I wrote this column in 2015 and this is now the second time I’ve reprinted it without changing a word:

On Dec. 14, 2012, there were two terrifying attacks at elementary schools with two very different outcomes.

In central China, a deranged man went on a rampage outside a school, stabbing 22 children. All of them lived.

Seven thousand miles away on that same day, a gunman let loose inside a Connecticut elementary school, fatally shooting 20 children and six adults.
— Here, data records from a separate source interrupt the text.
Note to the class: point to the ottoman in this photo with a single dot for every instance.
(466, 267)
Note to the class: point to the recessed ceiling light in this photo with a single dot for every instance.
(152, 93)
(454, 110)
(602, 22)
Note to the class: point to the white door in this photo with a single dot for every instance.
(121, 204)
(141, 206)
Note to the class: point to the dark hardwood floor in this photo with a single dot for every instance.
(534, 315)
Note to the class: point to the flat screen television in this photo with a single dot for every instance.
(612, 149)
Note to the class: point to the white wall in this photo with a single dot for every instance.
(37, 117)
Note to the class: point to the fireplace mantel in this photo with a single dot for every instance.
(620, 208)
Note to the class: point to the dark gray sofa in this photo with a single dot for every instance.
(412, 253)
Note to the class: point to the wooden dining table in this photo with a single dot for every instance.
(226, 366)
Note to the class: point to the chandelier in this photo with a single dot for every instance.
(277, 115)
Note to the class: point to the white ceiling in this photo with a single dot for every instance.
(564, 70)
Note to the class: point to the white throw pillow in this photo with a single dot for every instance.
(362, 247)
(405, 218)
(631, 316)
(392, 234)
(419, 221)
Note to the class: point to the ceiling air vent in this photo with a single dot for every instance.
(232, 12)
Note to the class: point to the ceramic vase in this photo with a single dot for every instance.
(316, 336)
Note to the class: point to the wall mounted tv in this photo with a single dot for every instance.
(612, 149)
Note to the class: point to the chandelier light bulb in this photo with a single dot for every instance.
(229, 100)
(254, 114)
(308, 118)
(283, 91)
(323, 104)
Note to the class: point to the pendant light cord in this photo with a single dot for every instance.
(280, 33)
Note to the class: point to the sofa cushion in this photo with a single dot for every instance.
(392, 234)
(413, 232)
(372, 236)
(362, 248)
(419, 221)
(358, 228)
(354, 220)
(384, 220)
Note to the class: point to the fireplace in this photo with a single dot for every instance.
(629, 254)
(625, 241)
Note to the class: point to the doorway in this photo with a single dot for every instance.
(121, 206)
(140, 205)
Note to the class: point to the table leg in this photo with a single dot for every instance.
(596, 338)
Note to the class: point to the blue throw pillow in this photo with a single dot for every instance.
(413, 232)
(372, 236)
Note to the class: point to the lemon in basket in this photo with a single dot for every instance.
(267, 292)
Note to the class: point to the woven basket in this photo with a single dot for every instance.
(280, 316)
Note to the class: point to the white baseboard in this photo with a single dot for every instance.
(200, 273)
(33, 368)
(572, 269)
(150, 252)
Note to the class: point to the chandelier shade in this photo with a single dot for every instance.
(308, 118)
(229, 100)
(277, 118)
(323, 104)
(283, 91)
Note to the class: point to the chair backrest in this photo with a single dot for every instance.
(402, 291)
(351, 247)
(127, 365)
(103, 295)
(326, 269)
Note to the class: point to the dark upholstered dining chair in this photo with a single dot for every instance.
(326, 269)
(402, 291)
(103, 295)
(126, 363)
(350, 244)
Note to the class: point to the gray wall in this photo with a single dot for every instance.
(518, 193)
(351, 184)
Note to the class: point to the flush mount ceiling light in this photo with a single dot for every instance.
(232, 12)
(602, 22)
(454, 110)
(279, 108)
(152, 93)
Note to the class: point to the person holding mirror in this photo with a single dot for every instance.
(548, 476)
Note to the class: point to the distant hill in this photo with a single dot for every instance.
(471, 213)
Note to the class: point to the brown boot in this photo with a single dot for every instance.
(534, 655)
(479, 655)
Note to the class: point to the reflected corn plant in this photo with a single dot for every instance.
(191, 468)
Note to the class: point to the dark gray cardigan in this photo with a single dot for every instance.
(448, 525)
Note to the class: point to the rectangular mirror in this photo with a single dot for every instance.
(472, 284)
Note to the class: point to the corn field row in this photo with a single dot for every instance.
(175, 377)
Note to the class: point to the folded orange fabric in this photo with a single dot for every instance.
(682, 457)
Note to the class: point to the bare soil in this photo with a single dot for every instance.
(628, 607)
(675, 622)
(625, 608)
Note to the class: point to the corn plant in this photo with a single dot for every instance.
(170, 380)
Because of the bloody body count, one of these stories received international attention while the other attack was relegated to a short

Associated Press story in The New York Times.

These facts are relevant when we discuss the tragedy du jour: a racist rampage by a madman in a South Carolina church that left nine people dead.

Much time has already been spent about the motivations of the gunman, whether South Carolina fosters a culture of racist violence, and even whether the state should continue to fly the Confederate Flag.

Similarly, a brief and fruitless discussion about mental illness was held in the wake of the Connecticut shootings and an attack in a Colorado movie theater that left a dozen people dead in July of 2012.

The one thing clearly linking the massacres in South Carolina to Connecticut to Colorado are guns. It’s far too easy to obtain a firearm in many states and then it’s even easier to illegally bring those guns into states with stricter gun laws like New York.

Gun control is typically the third rail of national politics with most elected officials fearful of the political arm of the NRA and other gun-rights groups. But there are certain issues that should transcend job security; the lives of dozens of schoolchildren and those parishioners in South Carolina should be clearly at the top of the list. If you want become famous for something, I can’t think of a worthier cause.

For thousands of years, bigoted and insane people have lurked through our history. But if they’re holding a knife instead of a gun, we all stand a fighting chance.